НО ТЫ ВЕДЬ С НЕЙ ЕЩЕ ПОЧТИ И НЕ РАЗГОВАРИВАЛ.

— Верно, но дело в том…

ПОХОЖЕ ДАЖЕ НА ТО, ЧТО ТЫ ИЗБЕГАЕШЬ ЕЕ.

— Может, на это и похоже, но…

Я ВОЛНУЮСЬ… ОНА СЛИШКОМ ХОРОША… ЛУЧШЕ ПООСТЕРЕЧЬСЯ…

— Поостеречься? А что же, ты думаешь, заставляет меня избегать ее? Я остерегаюсь! Потому что она слишком хороша! Она тепла, нежна и предательски коварна; надо быть осторожным…

Но, говоря начистоту, мы оба были встревожены. Мы были испуганы. И дело было не только в Вив: все дьявольские обитатели дома были теплы, нежны и предательски коварны — от аспида брата до последнего ребенка. Я начинал их любить. И чем больше набухало мое сердце этой раковой опухолью, тем сильнее становился страх. Набухшее сердце.

Эта коварная болезнь довольно часто поражает мифический орган, который гонит жизнь по сосудам эго: любовь, коронарная любовь в сочетании с галопирующим страхом. Болезнь «уйди-останься». Смертельная жажда близости и постоянное осознание ее яда. С раннего детства мы учимся относиться к ней с подозрением: мы запоминаем — никогда не раскрывайся… неужели ты хочешь, чтобы кто-нибудь копался в твоей душе своими грязными лапами? Никогда не бери конфет у незнакомых людей. И у друзей. Лучше стащи, когда никто не видит, но не бери, никогда не бери… Неужели ты хочешь оказаться в долгу? А главное, не привязывайся, никогда, никогда, никогда не привязывайся. Потому что именно привязанность усыпляет твою бдительность и оставляет тебя беззащитным… Неужели ты хочешь, чтобы какой-нибудь подлец знал, что у тебя внутри?

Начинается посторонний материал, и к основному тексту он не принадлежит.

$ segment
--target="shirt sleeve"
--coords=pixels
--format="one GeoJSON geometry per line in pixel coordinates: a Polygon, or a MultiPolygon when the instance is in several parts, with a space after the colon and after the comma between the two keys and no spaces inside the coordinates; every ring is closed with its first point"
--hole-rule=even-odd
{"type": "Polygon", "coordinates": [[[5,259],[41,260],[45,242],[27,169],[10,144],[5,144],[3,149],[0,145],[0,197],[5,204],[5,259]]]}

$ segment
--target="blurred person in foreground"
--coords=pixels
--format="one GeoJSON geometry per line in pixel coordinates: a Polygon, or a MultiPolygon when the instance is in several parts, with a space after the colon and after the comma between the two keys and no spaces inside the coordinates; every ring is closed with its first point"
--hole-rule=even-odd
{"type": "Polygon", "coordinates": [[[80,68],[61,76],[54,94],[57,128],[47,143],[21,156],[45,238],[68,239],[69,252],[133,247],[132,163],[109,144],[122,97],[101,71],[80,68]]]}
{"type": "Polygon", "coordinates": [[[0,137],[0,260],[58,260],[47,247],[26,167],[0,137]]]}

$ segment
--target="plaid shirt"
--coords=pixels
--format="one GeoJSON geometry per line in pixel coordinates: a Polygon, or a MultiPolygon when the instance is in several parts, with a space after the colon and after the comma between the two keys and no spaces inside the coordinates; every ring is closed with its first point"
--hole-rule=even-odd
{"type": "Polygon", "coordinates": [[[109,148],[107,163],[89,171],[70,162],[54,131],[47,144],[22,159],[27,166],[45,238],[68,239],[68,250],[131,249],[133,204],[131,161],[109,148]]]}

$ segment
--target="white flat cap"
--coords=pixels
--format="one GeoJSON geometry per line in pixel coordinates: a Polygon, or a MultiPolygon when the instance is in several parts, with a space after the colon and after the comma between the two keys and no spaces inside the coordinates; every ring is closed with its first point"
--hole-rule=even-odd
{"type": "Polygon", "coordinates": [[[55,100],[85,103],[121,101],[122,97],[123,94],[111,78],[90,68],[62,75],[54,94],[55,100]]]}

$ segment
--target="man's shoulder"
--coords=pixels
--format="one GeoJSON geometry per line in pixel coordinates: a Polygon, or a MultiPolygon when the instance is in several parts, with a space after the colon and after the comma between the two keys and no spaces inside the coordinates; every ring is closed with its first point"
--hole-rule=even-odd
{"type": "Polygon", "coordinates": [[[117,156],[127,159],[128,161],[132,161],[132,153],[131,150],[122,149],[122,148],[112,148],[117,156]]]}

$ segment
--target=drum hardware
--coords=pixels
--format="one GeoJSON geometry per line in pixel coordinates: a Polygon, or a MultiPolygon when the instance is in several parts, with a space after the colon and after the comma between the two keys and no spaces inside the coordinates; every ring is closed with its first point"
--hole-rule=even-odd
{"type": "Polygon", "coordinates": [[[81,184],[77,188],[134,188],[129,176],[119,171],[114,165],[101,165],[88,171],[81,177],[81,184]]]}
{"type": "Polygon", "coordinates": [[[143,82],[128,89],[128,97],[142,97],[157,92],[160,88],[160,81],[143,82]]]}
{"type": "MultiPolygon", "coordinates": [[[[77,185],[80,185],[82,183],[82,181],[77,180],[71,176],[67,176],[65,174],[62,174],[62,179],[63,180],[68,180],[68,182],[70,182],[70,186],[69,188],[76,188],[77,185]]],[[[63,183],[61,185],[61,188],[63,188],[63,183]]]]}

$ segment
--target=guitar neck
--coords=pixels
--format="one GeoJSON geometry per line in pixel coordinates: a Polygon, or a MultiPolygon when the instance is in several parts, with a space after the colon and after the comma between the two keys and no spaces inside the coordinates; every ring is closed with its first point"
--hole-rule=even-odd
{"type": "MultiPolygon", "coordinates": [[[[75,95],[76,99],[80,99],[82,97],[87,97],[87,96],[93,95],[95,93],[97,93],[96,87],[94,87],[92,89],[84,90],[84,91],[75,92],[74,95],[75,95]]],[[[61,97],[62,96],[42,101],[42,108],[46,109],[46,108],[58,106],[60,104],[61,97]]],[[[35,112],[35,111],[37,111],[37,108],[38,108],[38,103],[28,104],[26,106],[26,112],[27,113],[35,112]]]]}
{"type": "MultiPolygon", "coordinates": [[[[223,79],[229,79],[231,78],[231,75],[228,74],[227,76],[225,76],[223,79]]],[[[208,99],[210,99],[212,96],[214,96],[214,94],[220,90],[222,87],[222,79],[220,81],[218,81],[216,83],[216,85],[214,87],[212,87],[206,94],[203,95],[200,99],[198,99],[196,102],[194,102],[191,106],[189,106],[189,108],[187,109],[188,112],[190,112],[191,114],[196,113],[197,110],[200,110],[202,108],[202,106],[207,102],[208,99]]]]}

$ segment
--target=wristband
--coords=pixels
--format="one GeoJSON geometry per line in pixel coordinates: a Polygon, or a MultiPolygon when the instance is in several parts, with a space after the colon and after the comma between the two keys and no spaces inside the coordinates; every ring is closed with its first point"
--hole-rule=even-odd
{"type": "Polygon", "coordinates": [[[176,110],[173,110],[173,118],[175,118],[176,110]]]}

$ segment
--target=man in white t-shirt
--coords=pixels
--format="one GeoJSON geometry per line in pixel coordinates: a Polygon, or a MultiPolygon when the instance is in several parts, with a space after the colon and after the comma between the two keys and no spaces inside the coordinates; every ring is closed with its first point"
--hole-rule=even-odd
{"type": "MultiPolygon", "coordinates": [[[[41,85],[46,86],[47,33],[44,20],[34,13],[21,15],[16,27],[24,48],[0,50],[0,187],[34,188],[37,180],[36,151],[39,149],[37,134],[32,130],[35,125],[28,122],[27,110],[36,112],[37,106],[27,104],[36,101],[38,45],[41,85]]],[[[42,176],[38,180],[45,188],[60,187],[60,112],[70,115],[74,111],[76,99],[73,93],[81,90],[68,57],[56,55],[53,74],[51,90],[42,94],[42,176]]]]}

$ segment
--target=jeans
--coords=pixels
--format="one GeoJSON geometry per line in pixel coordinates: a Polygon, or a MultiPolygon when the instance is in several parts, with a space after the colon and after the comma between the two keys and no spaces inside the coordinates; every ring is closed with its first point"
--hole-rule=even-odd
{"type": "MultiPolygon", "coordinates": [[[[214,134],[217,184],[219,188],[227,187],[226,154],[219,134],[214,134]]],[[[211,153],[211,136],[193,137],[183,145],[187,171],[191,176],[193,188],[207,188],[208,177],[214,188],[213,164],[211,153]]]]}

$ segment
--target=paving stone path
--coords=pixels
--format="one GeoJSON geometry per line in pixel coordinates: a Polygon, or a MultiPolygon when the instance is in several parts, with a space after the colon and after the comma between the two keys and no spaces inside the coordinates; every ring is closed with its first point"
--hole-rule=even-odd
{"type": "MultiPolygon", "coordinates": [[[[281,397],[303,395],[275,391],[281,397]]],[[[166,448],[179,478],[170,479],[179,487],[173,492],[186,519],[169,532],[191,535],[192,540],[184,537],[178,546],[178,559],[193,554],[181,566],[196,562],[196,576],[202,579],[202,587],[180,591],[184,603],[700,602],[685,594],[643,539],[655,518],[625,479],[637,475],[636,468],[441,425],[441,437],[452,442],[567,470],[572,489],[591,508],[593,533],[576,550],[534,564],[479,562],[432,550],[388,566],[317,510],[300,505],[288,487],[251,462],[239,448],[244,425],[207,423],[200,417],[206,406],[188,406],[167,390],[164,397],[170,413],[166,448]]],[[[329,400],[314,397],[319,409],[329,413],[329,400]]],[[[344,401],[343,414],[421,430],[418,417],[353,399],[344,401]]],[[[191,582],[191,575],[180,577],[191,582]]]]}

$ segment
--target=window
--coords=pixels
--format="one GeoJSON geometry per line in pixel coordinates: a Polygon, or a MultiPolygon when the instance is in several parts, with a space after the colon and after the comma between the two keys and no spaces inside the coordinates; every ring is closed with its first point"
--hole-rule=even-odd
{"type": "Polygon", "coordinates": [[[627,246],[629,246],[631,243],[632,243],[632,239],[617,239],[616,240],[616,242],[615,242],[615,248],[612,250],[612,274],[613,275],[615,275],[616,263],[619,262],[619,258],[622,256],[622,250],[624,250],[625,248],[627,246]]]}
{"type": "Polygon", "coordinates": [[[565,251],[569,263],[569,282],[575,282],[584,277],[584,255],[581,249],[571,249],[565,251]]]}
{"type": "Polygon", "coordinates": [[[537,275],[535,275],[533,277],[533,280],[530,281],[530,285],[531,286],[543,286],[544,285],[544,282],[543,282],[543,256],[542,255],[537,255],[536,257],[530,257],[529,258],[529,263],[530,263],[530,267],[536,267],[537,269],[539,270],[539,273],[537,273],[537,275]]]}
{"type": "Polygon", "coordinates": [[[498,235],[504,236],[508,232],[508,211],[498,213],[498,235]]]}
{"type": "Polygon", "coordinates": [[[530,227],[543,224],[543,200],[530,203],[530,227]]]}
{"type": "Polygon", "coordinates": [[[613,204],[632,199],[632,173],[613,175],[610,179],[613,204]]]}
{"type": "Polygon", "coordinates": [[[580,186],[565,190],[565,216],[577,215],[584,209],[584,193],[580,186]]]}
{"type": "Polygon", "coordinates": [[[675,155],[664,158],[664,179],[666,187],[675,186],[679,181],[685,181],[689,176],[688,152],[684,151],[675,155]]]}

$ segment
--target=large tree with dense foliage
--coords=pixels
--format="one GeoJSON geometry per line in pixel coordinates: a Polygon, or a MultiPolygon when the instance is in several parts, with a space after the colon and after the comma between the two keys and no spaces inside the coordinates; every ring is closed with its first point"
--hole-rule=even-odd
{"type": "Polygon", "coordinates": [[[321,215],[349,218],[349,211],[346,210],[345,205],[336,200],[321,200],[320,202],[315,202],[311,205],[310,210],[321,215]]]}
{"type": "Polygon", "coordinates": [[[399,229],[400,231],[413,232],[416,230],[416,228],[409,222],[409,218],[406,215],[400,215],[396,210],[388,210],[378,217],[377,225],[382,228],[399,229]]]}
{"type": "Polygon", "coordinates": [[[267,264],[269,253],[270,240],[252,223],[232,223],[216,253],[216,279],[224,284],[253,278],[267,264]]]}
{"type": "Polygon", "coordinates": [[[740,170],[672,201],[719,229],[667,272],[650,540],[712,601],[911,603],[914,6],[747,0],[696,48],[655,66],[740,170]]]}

Добавим к этому списку еще одно простое правило: «Никогда не напивайся».

И я полагаю, из-за этого-то все и произошло, из-за этого дьявольского питья — оно ржавчиной разъело последний замок на последних дверях, охранявших мое выздоравливающее эго… разъело замок, и растворило запор, и откинуло крюки, и, прежде чем я сообразил, что происходит, я уже говорил брату о маме. Я рассказывал ему все — разочарования, питье, отчаяние, смерть.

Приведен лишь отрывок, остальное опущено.